Ochrona praw wyłącznych, jakimi są prawa autorskie twórcy dokumentacji projektowej w przypadku inwestycji publicznych, powoli staje się fikcją. Zgodnie z ugruntowanym stanowiskiem prezesa UZP oraz Krajowej Izby Odwoławczej nadzór autorski może wykonywać każdy, kto posiada wymagane obowiązującymi przepisami uprawnienia. Stąd zamawiający, zamiast udzielić z wolnej ręki zamówienia autorowi dokumentacji, ku oburzeniu autorów i całego środowiska projektantów, coraz częściej ogłaszają przetarg nieograniczony na świadczenie usług nadzoru autorskiego.
Przekonał się o tym jeden z wykonawców, który będąc autorem dokumentacji projektowej, złożył ofertę w ogłoszonym przez zamawiającego GDDKiA Oddział w Zielonej Górze przetargu na sprawowanie nadzoru autorskiego nad projektem POIiŚ budowa drogi ekspresowej S3 Gorzów Wielkopolski-Nowa Sól, podzadanie węzeł Międzyrzecz Południe do węzła Sulechów.
Przed złożeniem oferty wykonawca zwrócił się do zamawiającego o wyjaśnienie, jak w przypadku wyłonienia wykonawcy, któremu nie przysługują autorskie prawa osobiste do dokumentacji projektowej w rozumieniu art. 16 ustawy z dnia 4 lutego 1994 o prawie autorskim i prawach pokrewnych, zamierza rozwiązać problem zagwarantowania ochrony praw wyłącznych autora dokumentacji projektowej i kogo obciąża ewentualne ryzyko naruszenia praw wyłącznych w przypadku dokonania zmian ww. dokumentacji. Zamawiający odpowiedział, iż nie przewiduje, by wykonawca, któremu przysługują autorskie prawa osobiste, musiał wykonywać te prawa, ponadto nie przewiduje możliwości naruszenia żadnych praw wyłącznych. Powołał się przy tym na stanowisko Prezesa urzędu Zamówień Publicznych, jakoby wykonawca sprawujący nadzór, niebędący autorem projektu, mógł dokonywać zmian w projekcie, jeśli są one spowodowane oczywistą koniecznością, użycie projektu nie jest możliwe bez wprowadzania zmian, zmiany nie naruszają wymowy lub cech artystycznych projektu, konieczne zmiany uwzględniają istotę stworzonego przez projektanta projektu, a sam projektant nie ma słusznej podstawy do sprzeciwiania się.

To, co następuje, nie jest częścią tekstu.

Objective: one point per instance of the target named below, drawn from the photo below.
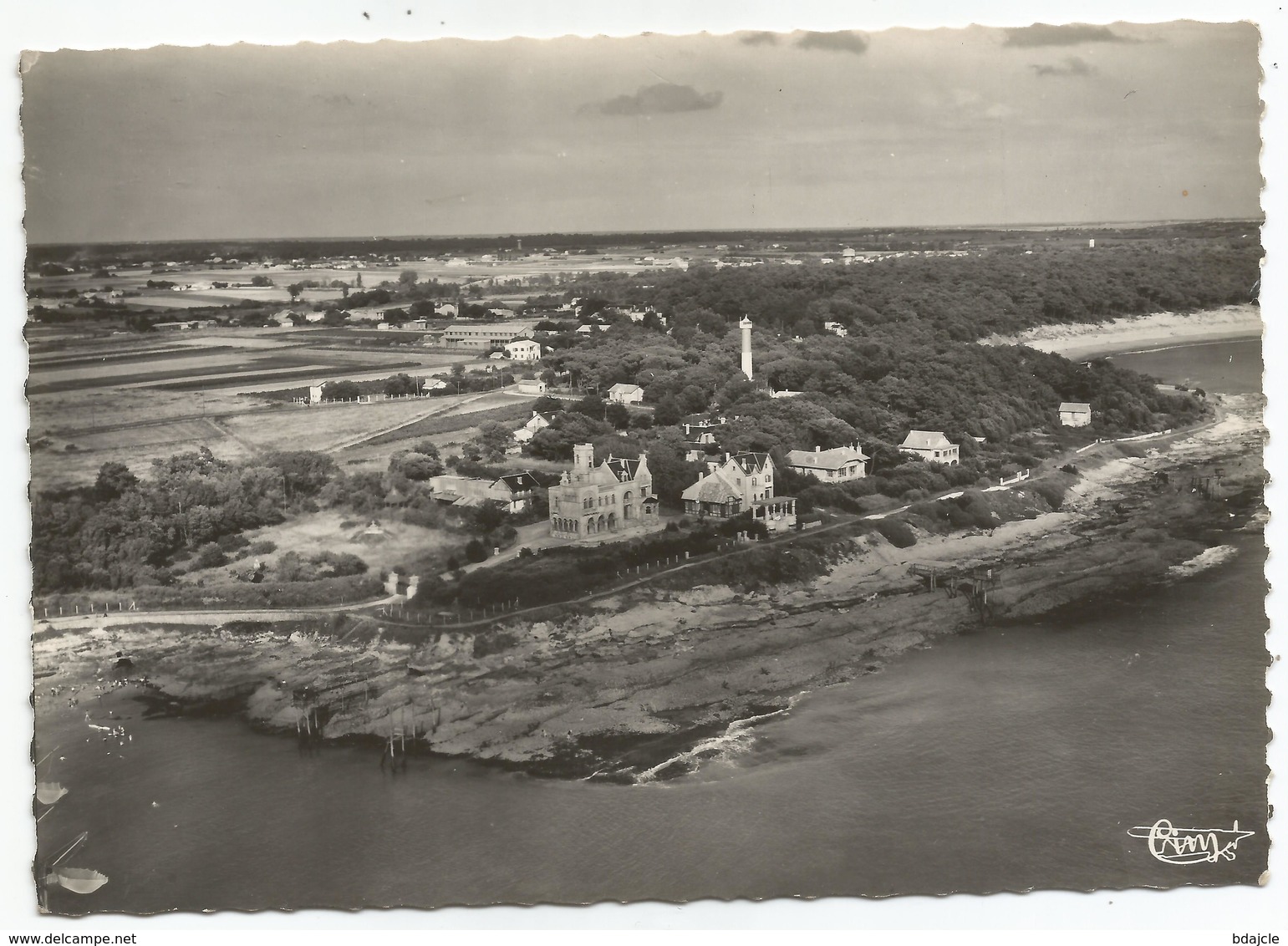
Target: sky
(900, 128)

W opisywanym postępowaniu zamawiający dokonał wyboru jako najkorzystniejszej oferty wykonawcy niebędącego autorem dokumentacji projektowej. Autor, który jak wspomniano, również złożył swoją ofertę, odwołał się od decyzji zamawiającego do Krajowej izby Odwoławczej. Odwołanie zostało oddalone. Izba nie dopatrzyła się naruszeń obowiązujących przepisów ze strony zamawiającego. Z uzasadnienia wyroku wynika, iż w ocenie izby „sprawowanie nadzoru autorskiego nad utworami architektonicznymi stosownie do art. 60 ust. 5 ustawy o prawie autorskim i prawach pokrewnych regulują odrębne przepisy ustawy Prawo budowlane, które jakkolwiek nie mogą i nie ingerują w zakres osobistych praw autorskich przewidują sprawowanie nadzoru autorskiego przez osobę o określonych uprawnieniach oraz możliwość zmiany osoby projektanta sprawującego nadzór autorski stosownie do art. 44 ust. 1 pkt. 3. Regulacja ta wskazuje, przy niezmienności autora projektu, na dopuszczalność sprawowania nadzoru autorskiego także przez osobę niebędącą autorem projektu”. (wyrok z dnia 7 czerwca 2011 syg. KIO 1103/11)
Nie sposób zgodzić się z powyższym stanowiskiem. Obowiązujące przepisy wskazują bez żadnych wątpliwości, że sprawowanie nadzoru autorskiego jest wyłącznym osobistym prawem autorskim projektantów.
Wiele razy już podkreślano, że umowa o przeniesieniu autorskich praw majątkowych do projektu obejmuje projekt konkretnego obiektu, budynku, zaś charakterystyczne zawsze jest to, że projekt przeznacza się dla jednego konkretnego obiektu, budynku (zob. W. W. Goliński, Kominem do dołu, Rzeczposp. PCD 2000.12.21). Zgodnie z art. 18 ust. 3 prawa budowlanego inwestor decyduje o ustanowieniu tego nadzoru. Autor projektu nie może się więc od niego uchylić, bo inaczej narazi się na karę z tytułu odpowiedzialności zawodowej.